Maybe the advent of microsuction has changed all that, and certainly as someone using microsuction rather than water syringing or leek juice, I feel that I have the chance to get much closer to the wonders of the ear wax world thanprevious generations of ear wax removal practitioners.
Every time I look inside someone’s ear for ear wax to remove, I am amazed by what I see.
The ‘Italian’ Ear
Firstly there is what I call the Italian Ear – the one where the ear’s owner (or their partner) has poured in half a gallon of olive oil, which has subsequently plastered the wax all over the wall of the ear canal. Healthy, I’m sure, but not necessarily as efficacious as its widespread application as a remedy would suggest.
The ‘Cotton Wool’ Ear
This is where medium-sized quantities of wax have inhabited the ear for long enough to wrap themselves in significant quantities of dead skin debris.
The ‘Rock Face’
When the ear canal has been hidden from the view of audiologists for decades, and a hammer and chisel would be more suited to your purpose than the end of a suction probe. You tap the wax and it sounds like coin on marble, before setting about your work like the true professional you are.
The ‘Gastropod’ Ear
In cases like this, you remove a piece of wax so long, elongated, and malleable that its emergence from the ear is not dissimilar from a snail, minus tentacles, poking its head out from its shell. I have never actually found a gastropod in someone’s ear, by the way, but I have found dipterae, lepidopterae and arachnids!

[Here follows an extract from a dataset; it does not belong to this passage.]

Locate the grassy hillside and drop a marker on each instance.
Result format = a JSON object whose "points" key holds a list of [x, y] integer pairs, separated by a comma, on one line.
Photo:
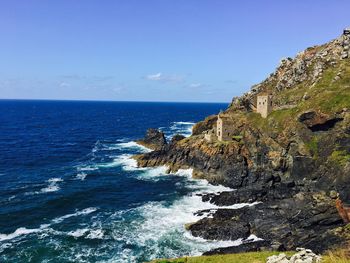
{"points": [[339, 256]]}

And what about Reed Ear, where the skin that hasn’t yet detached itself from the wall of the ear canal is drawn to the end of the suction probe like a moth (of the order lepidoptera!) to a candle, and flaps about inside the probe acting like the reed of a woodwind instrument to create a high-pitched noise that is far from harmonious for the audiologist or the patient.
‘Phantom Wax’ Ear
And finally, there is Phantom Wax Ear, which is where the ‘blockage’ turns out to be hearing loss in denial, and, instead of that triumphant moment of the wax emerging and hearing being restored, we are faced instead with the anti-climax (for the patient, at least!) of a hearing test.
If you have never removed wax from someone’s ear, you simply do not know what you are missing! But beware, there’s more to it than meets the eye, so make sure that you get proper training before you embark upon your own journey through the Wonders of the Ear Wax World!